Eu era aluno de uma escola técnica, estudava mecânica e adorava carros. Meu sonho não era ser piloto, até porque minha família não tinha dinheiro para isso. Queria trabalhar nos boxes das corridas. Como não conhecia mecânicos e meu pai era jornalista, acabei indo parar numa redação de jornal. Meu primeiro filme foi uma corrida de rua em Porto Alegre.

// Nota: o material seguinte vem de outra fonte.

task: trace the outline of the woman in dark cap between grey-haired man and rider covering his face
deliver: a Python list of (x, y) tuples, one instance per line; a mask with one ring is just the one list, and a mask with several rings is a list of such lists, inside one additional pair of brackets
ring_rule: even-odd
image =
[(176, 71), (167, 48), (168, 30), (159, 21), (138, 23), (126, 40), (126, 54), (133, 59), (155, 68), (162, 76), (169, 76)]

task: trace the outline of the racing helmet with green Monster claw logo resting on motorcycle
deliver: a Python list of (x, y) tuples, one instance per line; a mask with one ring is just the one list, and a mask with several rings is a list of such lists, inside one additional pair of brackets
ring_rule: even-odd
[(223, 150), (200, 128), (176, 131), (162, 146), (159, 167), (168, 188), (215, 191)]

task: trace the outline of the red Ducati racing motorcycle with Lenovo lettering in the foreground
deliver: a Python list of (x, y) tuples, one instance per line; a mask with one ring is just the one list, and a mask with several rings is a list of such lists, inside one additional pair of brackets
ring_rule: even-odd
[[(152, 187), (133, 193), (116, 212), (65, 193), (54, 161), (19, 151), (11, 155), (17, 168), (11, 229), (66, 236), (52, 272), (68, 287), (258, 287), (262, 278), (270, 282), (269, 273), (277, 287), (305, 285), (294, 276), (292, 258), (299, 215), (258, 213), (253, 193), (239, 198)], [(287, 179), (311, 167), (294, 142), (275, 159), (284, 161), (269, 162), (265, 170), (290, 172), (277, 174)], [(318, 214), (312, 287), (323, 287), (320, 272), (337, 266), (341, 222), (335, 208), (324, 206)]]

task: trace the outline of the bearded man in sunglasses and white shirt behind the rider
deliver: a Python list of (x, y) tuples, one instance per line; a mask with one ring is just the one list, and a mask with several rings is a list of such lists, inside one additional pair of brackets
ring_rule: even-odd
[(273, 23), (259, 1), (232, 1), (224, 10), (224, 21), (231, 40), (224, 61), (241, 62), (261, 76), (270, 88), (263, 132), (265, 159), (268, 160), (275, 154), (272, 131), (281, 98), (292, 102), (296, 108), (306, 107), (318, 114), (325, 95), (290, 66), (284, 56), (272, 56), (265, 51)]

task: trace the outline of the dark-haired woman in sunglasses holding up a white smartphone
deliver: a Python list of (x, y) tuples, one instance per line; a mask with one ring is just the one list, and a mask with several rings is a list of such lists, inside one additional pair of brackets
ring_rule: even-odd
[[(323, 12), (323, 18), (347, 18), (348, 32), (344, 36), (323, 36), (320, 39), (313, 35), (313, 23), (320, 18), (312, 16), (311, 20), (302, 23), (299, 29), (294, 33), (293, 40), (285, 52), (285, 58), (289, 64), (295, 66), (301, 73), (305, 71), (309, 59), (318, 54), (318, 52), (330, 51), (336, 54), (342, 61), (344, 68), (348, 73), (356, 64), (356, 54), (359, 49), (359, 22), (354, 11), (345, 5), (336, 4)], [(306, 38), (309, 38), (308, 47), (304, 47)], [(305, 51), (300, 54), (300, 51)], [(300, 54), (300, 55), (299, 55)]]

O que mudou de lá para cá?

A fotografia sofreu mudanças brutais. Hoje as fotos chegam às redações sem você precisar mandar fotógrafo pra lugar nenhum. Sinceramente, tenho pena dessa nova geração, porque eles não terão as mesmas oportunidades que tivemos. Se antes a gente viajava muito, agora qualquer foto, de qualquer lugar do mundo, chega pelas agências. Por todas as oportunidades que tive, o fotojornalismo se tornou uma paixão. Tive momentos de crise. Às vezes acreditava que o jornal era tudo que o patrão conseguia colocar entre um anúncio e outro e eu fazia parte da engrenagem. Em outros momentos, achava que estava ali pelo leitor, que trabalhava para ele - e tinha uma enorme responsabilidade por isso. Descobri que trabalho para mim mesmo. Vivi experiências incríveis, acompanhei entrevistas inimagináveis e depoimentos muito importantes, mas hoje não acho que funcione do mesmo jeito.

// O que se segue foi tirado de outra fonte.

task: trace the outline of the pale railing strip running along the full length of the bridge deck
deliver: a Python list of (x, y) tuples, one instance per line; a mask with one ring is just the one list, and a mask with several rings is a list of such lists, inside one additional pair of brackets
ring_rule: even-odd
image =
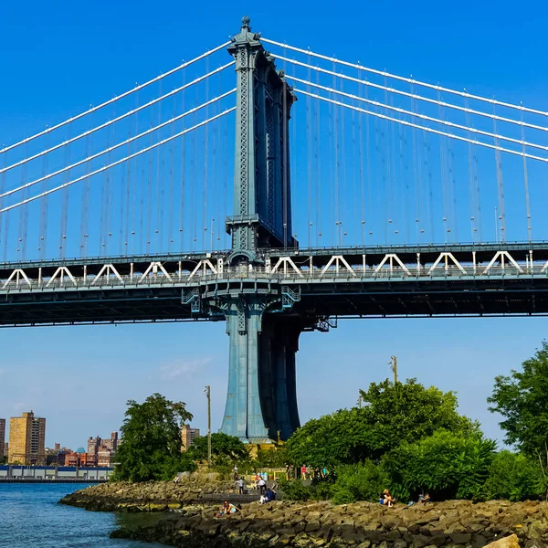
[[(518, 267), (518, 268), (516, 268)], [(0, 292), (13, 291), (56, 291), (56, 290), (110, 290), (121, 288), (190, 287), (204, 283), (220, 281), (264, 281), (286, 284), (303, 282), (374, 282), (383, 280), (437, 280), (437, 279), (501, 279), (501, 278), (548, 278), (546, 265), (520, 264), (506, 266), (469, 265), (464, 267), (441, 266), (428, 268), (411, 267), (350, 267), (350, 268), (300, 268), (300, 269), (265, 269), (265, 268), (225, 268), (222, 270), (198, 270), (195, 272), (168, 272), (158, 270), (151, 274), (74, 276), (69, 271), (55, 278), (31, 279), (24, 270), (14, 270), (8, 279), (0, 279)]]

Alguma lição disso, ou uma boa história?

Uma foto que me emocionou muito foi de um garoto de rua que abraçou o papa depois de furar a segurança. Iris Rezende, então governador de Goiás, permitiu que o garoto chegasse ao tapete vermelho. Fiquei observando: ele abraçou o papa e foi embora. Fiquei ali, em lágrimas. E em 1979, com a anistia, tive uma das maiores lições. Em 1974, dez anos depois da ditadura ter cassado o mandato de diversos políticos, fui com um jornalista entrevistar Leonel Brizola no exílio, perto de Montevidéu. Brizola não queria falar desse término da cassação, não achava que aquilo iria soar bem, já que a ditadura continuava vigente. Acompanhamos o dia todo dele, quietos - eu fotografando, o jornalista observando. Ele não quis dar declarações. No fim do dia, nos ofereceu uma carona para Montevidéu, numa Kombi cheia de caixas de verduras. Só então resolveu dizer duas frases, para publicarmos: “Fui derrotado militarmente e não politicamente” e “eu vou voltar”. Achei que aquele velhinho estava completamente enganado, que a ditadura era feroz e ele não voltaria nunca. Pensei: “Puxa, coitado desse ‘senhor iludido’, longe da realidade dura”. Em 1979, depois da anistia, eu estava em São Borja na volta dele do exílio. Fotografei para a capa da Veja esse retorno triunfal. Aprendi que em 1974 tinha sido um garoto estúpido e que geralmente subestimamos o conhecimento dos mais velhos.